En este tiempo observó que, casi siempre, con las primeras
horas de la madrugada, todos los guardianes se dormían. El séptimo
día, aprovechando que sólo un soldado estaba despierto, se
fue rodando hasta la hoguera. Al llegar, metió la cola y una llama
flamante iluminó el campamento. Con el hocico tomó un
pequeño fizón y se alejó rápido.
Al principio, el guardia creyó que la cola del tlacuache era un
leño; pero cuando lo vio correr, empezó la persecución.
Millares de flechas surcaron el espacio y varias de ellas dieron
al generoso animal; éste, al verse moribundo, cogió una
brasa del tizón y la guardó en su marsupia, su bolsa. Pero los
perseguidores lo alcanzaron, apagaron la flama que había formado
su cola y lo golpearon sin piedad, hasta dejarlo casi
muerto.
Después se alejaron lanzando alaridos terribles y pregonando
su victoria, mientras sus compañeros danzaban alrededor del fuego.

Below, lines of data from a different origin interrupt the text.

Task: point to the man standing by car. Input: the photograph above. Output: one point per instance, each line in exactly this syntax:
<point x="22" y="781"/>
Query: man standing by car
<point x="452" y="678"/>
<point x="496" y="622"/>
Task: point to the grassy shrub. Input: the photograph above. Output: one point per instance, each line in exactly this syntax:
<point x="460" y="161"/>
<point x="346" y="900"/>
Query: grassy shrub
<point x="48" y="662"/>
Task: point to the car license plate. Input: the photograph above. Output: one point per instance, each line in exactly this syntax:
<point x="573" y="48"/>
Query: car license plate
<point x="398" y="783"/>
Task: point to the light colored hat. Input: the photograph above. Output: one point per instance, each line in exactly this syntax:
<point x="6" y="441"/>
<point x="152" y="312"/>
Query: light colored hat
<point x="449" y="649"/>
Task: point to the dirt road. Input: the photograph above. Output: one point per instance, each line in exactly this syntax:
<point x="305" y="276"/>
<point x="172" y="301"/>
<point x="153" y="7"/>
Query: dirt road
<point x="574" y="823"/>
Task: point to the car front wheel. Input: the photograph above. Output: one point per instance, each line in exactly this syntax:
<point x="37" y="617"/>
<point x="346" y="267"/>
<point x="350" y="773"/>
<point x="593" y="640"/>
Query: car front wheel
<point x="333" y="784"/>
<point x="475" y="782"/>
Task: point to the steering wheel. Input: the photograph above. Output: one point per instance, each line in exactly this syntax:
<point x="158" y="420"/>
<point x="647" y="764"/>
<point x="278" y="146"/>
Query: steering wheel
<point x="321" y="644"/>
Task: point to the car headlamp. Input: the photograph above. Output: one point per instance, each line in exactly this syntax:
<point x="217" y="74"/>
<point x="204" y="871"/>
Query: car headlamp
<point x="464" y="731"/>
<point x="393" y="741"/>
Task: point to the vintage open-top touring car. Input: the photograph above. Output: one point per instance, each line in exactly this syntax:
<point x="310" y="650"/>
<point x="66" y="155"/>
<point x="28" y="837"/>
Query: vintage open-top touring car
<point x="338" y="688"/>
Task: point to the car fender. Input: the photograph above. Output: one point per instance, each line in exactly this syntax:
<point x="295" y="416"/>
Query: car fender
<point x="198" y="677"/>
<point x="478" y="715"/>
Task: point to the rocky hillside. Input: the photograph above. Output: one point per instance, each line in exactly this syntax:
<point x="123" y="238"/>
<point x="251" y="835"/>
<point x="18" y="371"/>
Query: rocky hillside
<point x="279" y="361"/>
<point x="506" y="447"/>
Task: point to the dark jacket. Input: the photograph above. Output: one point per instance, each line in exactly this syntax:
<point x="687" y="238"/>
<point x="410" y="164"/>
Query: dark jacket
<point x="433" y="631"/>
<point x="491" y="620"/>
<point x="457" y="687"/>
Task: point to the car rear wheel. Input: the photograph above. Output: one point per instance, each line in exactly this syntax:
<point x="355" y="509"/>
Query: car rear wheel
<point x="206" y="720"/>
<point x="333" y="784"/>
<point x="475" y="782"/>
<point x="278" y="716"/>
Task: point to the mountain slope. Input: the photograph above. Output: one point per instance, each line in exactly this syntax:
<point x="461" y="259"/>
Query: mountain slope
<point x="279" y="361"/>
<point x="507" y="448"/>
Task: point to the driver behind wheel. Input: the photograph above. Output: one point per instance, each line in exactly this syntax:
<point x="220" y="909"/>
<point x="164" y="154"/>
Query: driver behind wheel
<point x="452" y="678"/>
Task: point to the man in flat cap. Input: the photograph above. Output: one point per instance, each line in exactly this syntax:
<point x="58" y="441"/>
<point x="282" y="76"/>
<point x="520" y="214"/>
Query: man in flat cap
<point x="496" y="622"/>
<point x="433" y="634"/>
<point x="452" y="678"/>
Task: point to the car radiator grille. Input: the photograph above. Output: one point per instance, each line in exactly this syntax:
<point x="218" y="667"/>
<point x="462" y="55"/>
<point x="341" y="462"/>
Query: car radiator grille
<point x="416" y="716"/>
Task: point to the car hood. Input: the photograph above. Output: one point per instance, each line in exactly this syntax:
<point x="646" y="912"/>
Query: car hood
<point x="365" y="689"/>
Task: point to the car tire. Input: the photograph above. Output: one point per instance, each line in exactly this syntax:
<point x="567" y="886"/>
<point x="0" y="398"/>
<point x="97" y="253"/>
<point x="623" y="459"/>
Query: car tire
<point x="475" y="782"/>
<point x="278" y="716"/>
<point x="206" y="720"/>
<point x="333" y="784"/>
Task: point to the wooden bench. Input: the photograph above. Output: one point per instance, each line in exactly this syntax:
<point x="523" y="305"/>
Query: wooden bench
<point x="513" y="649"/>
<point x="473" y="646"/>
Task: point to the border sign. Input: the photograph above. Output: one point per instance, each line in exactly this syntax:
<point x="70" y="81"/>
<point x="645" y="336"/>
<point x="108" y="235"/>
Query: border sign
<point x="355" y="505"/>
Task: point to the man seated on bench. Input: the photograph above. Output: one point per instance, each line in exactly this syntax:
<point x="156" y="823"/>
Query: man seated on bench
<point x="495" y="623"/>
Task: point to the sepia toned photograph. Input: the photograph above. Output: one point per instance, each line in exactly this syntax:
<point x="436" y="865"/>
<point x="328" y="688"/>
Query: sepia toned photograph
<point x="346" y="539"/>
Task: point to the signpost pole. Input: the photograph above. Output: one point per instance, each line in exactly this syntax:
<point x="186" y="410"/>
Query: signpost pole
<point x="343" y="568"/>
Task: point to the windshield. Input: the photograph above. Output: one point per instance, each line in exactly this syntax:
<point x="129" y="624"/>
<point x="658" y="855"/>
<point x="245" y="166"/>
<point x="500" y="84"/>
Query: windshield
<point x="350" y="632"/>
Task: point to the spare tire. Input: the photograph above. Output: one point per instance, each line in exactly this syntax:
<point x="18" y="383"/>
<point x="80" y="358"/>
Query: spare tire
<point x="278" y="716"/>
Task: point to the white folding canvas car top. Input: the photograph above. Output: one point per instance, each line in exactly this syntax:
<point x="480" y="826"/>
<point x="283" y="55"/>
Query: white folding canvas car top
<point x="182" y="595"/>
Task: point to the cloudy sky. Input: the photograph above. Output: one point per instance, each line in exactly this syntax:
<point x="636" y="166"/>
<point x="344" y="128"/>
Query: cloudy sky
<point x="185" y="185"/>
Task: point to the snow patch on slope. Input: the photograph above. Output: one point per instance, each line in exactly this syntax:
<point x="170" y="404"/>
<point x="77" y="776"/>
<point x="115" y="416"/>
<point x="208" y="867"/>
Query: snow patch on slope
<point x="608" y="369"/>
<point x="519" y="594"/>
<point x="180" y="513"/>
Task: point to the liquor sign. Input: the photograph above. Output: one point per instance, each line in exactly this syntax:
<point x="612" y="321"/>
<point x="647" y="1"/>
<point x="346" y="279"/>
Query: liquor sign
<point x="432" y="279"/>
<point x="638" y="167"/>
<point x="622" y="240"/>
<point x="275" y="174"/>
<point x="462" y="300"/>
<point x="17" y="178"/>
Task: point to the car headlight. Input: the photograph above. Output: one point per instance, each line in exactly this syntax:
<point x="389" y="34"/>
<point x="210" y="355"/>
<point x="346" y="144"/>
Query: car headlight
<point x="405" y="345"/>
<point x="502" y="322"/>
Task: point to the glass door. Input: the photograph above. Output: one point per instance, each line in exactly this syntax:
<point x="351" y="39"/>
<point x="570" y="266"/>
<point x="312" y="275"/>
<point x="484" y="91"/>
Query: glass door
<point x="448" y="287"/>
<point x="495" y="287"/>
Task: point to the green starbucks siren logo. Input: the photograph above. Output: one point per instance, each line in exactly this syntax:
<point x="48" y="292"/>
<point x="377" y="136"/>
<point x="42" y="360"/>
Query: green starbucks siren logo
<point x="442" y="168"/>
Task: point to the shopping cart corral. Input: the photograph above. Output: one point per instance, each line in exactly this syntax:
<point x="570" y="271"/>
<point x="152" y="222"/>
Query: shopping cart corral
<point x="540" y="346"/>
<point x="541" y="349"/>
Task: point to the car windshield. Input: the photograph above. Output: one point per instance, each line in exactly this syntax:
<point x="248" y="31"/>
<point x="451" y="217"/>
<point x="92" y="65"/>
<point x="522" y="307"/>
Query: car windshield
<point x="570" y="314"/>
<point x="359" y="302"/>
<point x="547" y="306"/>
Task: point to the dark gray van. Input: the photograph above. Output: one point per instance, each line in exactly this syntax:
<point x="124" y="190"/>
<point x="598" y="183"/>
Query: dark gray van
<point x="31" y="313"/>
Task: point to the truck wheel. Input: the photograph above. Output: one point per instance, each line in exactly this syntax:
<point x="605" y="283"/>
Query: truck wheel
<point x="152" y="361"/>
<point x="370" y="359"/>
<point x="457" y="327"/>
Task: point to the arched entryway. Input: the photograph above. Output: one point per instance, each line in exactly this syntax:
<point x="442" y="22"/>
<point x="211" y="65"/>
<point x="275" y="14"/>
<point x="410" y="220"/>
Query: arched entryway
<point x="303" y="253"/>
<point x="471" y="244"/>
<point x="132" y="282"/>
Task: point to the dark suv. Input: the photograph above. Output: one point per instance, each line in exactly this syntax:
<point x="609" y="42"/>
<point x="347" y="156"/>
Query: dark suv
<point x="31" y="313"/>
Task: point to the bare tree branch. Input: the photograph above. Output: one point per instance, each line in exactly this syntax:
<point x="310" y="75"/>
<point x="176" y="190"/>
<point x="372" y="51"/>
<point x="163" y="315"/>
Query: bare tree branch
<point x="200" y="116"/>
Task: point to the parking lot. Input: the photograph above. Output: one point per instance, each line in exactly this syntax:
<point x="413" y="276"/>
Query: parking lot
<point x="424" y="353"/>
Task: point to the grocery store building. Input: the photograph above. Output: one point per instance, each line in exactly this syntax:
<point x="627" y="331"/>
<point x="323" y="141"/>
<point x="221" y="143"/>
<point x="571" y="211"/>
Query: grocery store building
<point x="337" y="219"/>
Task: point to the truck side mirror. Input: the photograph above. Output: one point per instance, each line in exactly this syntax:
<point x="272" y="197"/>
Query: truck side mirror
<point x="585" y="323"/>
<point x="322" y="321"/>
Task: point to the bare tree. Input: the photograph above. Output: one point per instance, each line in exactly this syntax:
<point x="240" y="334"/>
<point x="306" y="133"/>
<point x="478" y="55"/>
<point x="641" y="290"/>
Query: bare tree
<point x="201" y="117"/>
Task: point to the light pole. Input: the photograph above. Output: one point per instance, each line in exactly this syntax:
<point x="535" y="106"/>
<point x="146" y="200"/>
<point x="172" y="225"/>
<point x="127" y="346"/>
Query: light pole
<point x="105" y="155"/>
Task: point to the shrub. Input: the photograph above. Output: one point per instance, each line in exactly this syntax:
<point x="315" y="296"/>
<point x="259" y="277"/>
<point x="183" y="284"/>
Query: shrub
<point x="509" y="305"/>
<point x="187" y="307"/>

Mientras tanto, el tlacuache, que había recobrado el sentido,
se arrastró trabajosamente hasta el lugar donde estaban los
huicholes y allí, ante el asombro y la alegría de todos, depositó
la brasa que guardaba en su bolsa.
Rápidamente el pueblo levantó una hoguera, cubriéndola con
zacate seco y ramas de los árboles. Y después de curar a su bienhechor,
bailaron felices toda la noche.
El generoso animal, que tanto sufrió para proporcionarles el
fuego, perdió el pelo de su cola; pero vivió contento porque hizo
un gran beneficio al pueblo de sus amigos.